1. Bölüm : "Büke"

2.4K 166 23
                                    

Oy vermeyi ve takip etmeyi unutmayın lütfen. Yorumlarınızı da bekliyorum. 🤍

multimedya : Aybüke Arslan

••••••

"Sadece bu mu ?" dedim siyah şapkamı düzeltirken.

"Evet Büke. Bu çok önemli bir paket, dikkatli olmalısın diğerleri gibi değil." dedi Bastonlu.

"Minicik şey için mi yarım saattir koşuyorum?" dedim, sinirle. Bunu herhangi bir kargonun içine rahatlıkla sıkıştırıp bir kargo şirketiyle kimsenin ruhu duymadan gönderebilirdi.

"Bu işin şakası yok. Kaç büyükbaş bunu arıyor biliyor musun sen Büke ?" dedi, Onur eski koltuğa kendini atarak.

"Laf kalabalığına gerek yok tamam işimizi yapalım. Çıkıyorum." birkaç adım attım ve ahşap kapıyı açtım. Dışarı doğru bir adım attım. Zaten o kadar dar bir sokaktı ki en fazla iki adım atabilirdiniz. Pakette ne var Büke ? Açıp baksam mı ? İçim içimi kemirirken sokağın köşesini döndüm ve iki duvarın arasındaki çıkıntıya girdim.

Küçük siyah paketi yırtmadan açtım. Ve sağ avucuma doğru salladım. Siyah bir usb avucumun içine düştüğünde kaşlarım merakla havaya kalktı. Of burada senin içinde ne var nasıl bakacağım ? Usb'nin köşesinde sallanan bir 'K' harfi vardı. Tam iki duvarın arasından çıkmıştım ki bir ses duydum ve şapkamı yüzümü kapatacak şekilde iyice eğdim. Arkamı dönmeden kafamı çevirdim ve omzumun üzerinden arkamdaki adama baktım.

İri yarı bir adam kaşlarını çatmış bana bakıyordu. Ayakkabılarıma baktım. Bağıcıklarım açılmazsa aralıksız koşar kurtulurdum. Elimdekini kutusuna koydum ve bel çantama attım.

Tekrar omzumun üstünden arkama baktım ve koşmaya başladım.

"Dur, kaçma !" Dar sokakta koşmaya devam ederken arkamdan kovalıyordu. "Hay yapacağınız işi sikeyim !" diye bağırdığını duydum ve sol köşeye dönüp koşmaya devam ettim. Yavaşça arkama baktım, hala geliyordu.

"Hadi ama koca adam birazdan tıkanacaksın. İkimizde yorulmadan peşimi bırak!" diye bağırdım ve koşmaya devam ettim. "Elindeki şey bize ait !" dediğinde büyük bir kahkaha patlattım "Hadi ya !"

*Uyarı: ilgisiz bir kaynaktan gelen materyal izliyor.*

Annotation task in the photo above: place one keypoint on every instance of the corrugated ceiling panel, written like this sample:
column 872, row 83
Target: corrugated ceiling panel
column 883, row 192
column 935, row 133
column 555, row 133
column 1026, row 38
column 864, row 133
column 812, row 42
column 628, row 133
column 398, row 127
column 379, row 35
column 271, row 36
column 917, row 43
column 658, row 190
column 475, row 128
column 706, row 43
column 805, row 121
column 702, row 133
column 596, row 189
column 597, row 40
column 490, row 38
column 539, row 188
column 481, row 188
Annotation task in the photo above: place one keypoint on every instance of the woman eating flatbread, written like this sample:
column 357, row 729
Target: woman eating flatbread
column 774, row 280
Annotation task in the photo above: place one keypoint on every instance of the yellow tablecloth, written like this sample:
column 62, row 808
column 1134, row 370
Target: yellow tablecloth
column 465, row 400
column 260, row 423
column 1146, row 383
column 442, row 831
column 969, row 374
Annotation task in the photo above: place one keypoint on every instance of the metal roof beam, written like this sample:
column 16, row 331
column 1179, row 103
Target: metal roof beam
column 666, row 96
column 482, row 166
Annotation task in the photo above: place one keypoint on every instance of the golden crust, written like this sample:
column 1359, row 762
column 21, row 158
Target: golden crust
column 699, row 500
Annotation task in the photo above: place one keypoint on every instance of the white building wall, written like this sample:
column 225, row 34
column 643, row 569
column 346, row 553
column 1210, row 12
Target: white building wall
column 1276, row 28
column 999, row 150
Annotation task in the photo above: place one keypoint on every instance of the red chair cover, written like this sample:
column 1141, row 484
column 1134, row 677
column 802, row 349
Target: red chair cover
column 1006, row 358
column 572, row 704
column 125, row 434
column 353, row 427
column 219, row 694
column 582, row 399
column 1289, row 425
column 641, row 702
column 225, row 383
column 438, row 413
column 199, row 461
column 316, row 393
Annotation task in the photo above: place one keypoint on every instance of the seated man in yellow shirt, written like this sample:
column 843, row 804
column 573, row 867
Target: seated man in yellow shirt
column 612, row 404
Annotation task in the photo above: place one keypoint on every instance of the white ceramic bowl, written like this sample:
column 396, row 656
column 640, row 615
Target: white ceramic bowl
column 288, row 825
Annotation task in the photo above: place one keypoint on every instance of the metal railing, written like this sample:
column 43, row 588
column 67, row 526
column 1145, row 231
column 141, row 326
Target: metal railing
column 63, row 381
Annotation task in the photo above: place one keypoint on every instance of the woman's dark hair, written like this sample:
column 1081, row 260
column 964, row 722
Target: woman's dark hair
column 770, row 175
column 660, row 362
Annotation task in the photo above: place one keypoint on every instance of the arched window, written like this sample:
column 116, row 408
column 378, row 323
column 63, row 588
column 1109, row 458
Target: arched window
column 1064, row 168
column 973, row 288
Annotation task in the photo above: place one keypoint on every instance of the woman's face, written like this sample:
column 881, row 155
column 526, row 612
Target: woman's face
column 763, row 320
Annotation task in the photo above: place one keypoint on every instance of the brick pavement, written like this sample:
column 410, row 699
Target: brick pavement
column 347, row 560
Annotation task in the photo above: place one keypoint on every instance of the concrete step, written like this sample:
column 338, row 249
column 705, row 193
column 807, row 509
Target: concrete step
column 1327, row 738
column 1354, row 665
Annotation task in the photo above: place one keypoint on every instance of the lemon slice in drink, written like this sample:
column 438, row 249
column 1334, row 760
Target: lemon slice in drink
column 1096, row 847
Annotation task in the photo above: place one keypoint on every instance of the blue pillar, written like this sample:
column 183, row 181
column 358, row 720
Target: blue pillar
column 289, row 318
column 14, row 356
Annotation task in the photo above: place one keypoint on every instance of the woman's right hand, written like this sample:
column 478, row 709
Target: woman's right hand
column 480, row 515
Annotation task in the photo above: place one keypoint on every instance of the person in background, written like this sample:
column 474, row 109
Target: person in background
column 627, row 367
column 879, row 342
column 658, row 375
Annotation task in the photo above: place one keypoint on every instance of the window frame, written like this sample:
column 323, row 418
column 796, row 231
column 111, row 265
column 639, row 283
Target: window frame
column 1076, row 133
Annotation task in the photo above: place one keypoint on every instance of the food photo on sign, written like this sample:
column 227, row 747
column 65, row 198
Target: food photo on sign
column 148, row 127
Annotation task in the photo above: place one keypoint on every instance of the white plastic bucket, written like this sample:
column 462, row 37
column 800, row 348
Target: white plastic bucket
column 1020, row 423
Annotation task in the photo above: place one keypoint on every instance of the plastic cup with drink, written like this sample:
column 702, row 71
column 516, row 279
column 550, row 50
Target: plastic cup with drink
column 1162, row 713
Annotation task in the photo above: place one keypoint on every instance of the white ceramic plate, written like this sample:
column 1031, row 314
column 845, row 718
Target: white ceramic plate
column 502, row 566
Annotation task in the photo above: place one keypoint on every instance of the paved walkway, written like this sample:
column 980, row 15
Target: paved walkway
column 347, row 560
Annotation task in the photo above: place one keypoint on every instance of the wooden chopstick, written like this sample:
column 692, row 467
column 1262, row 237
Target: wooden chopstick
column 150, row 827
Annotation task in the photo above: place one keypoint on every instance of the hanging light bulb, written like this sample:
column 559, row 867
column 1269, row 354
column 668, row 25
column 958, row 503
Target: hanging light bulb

Koşmaya devam ederken portakal tezgahıyla karşıya geçen Hüseyin Amcayı gördüm ve biraz yavaşladım. "Hüseyin Amca kişisel olarak algılama, üzgünüm." suratıma beni anlamadığını ifade eden bir bakış attığında tezgahın arkasına geçtim.

Peşimden koşan adamın çıkacağı sokağa doğru tezgahı ittirdim ve dar sokağı kapattım. Arkamı dönüp geniş sokaktan karşıya geçip tekrar dar sokaklara girdim. Yanımdaki merdivenden atladım ve yokuş aşağı koşmaya devam ettim.

Köşede bir apartman boşluğu gördüm ve oraya girdim. Ellerimi dizlerime koyup derin derin nefesler almaya başladım. "Hay babanın şarap çanağına tüküreyim. Çük kadar usb için girdiğim hallere bak!" bluetoothlu kulaklığımın tekini sol kulağıma taktım.

Hemen telefonumu açıp Bastonlu'yu aradım.

"Bir sorun mu var Büke ? Daha yeni çıktın." bilgisayarla uğraştığı gelen tuş seslerinden belliydi.

"Macar sokağında bir adam takıldı peşime."

"Ne !? Kaçtın değil mi ?" dedi, endişeyle.

"Kaçamamış olsam seni arayamazdım. Kaçtım tabii ki de. Kim bu adam ? Nereden biliyordu teslimatın bugün olacağını ?" dediğimde kafamı apartman boşluğundan çıkarıp sokağı kontrol ettim. Hassiktir derim !

"Adam burda saklandığım sokaktan geçiyor. Fotoğrafını gönderiyorum." telefonumun kamerasını açtım ve duvarın dibinden yavaşça çıkarıp fotoğrafını çektim. Gruba fotoğrafı attım.